PREDIKSI LUAS PANEN DI KECAMATAN PURWOADADI MENGGUNAKAN ALGORITMA REGRESI LINEAR BERGANDA
Keywords:
Data mining1; Yield prediction2; Multiple linear regression3Abstract
Agriculture, particularly rice cultivation, is highly vulnerable to climate change because it
depends on water cycles and weather conditions to maintain productivity. Climate change
affects crop growth, development, and yields, as agricultural activities are heavily dependent
on weather and climate. This study utilizes data mining to introduce a new breakthrough in
addressing rice farming issues in Grobogan Regency, Purwodadi District. The method used
is multiple linear regression, with the dependent variable being harvested area and the
independent variables including plxanted area and rainfall.

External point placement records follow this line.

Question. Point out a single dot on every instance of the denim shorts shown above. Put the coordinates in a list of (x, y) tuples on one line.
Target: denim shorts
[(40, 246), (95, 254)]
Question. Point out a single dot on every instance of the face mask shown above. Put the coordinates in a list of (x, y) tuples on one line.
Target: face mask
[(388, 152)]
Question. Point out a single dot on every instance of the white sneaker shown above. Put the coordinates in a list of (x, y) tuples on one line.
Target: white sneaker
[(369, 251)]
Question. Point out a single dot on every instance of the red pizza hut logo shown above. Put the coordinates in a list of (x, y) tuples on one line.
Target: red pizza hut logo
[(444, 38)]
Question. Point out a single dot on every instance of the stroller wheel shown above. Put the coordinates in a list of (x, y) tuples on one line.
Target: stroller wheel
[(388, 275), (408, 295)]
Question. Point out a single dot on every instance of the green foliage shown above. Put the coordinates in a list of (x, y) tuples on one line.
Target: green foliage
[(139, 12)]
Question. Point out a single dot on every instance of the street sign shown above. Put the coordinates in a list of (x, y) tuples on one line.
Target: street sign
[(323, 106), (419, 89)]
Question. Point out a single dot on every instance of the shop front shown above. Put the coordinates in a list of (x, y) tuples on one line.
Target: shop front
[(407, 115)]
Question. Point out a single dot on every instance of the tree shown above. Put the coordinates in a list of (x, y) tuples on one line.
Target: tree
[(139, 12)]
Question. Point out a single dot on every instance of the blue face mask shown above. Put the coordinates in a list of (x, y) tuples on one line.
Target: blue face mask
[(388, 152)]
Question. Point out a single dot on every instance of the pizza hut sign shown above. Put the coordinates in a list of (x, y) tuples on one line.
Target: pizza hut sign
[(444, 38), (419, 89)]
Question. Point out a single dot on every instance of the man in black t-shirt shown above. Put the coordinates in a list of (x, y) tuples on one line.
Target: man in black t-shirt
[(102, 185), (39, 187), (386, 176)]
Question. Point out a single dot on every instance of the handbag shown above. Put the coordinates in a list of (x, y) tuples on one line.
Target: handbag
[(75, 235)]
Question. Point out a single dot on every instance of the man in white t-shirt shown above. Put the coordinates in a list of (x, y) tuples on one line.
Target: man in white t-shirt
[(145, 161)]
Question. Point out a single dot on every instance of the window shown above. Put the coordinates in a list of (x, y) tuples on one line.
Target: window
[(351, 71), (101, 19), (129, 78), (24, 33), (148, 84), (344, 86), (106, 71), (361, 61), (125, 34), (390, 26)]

The objective of this research is
to test and develop data mining methods to predict yield levels, thereby assisting local
governments in decision-making during crop failures, based on agricultural data from 2019
2023. The research process involves data collection, preprocessing, algorithm
implementation, and result evaluation. The analysis shows that the multiple linear regression
model provides reasonably accurate predictions, with a Root Mean Square Error (RMSE)
value of 209.042 and a Relative Root Squared Error (RRSE) of 0.111. Furthermore, the
analysis reveals that planted area significantly influence the harvested area. These findings
offer insights for local governments as policymakers in providing aid during crop failures.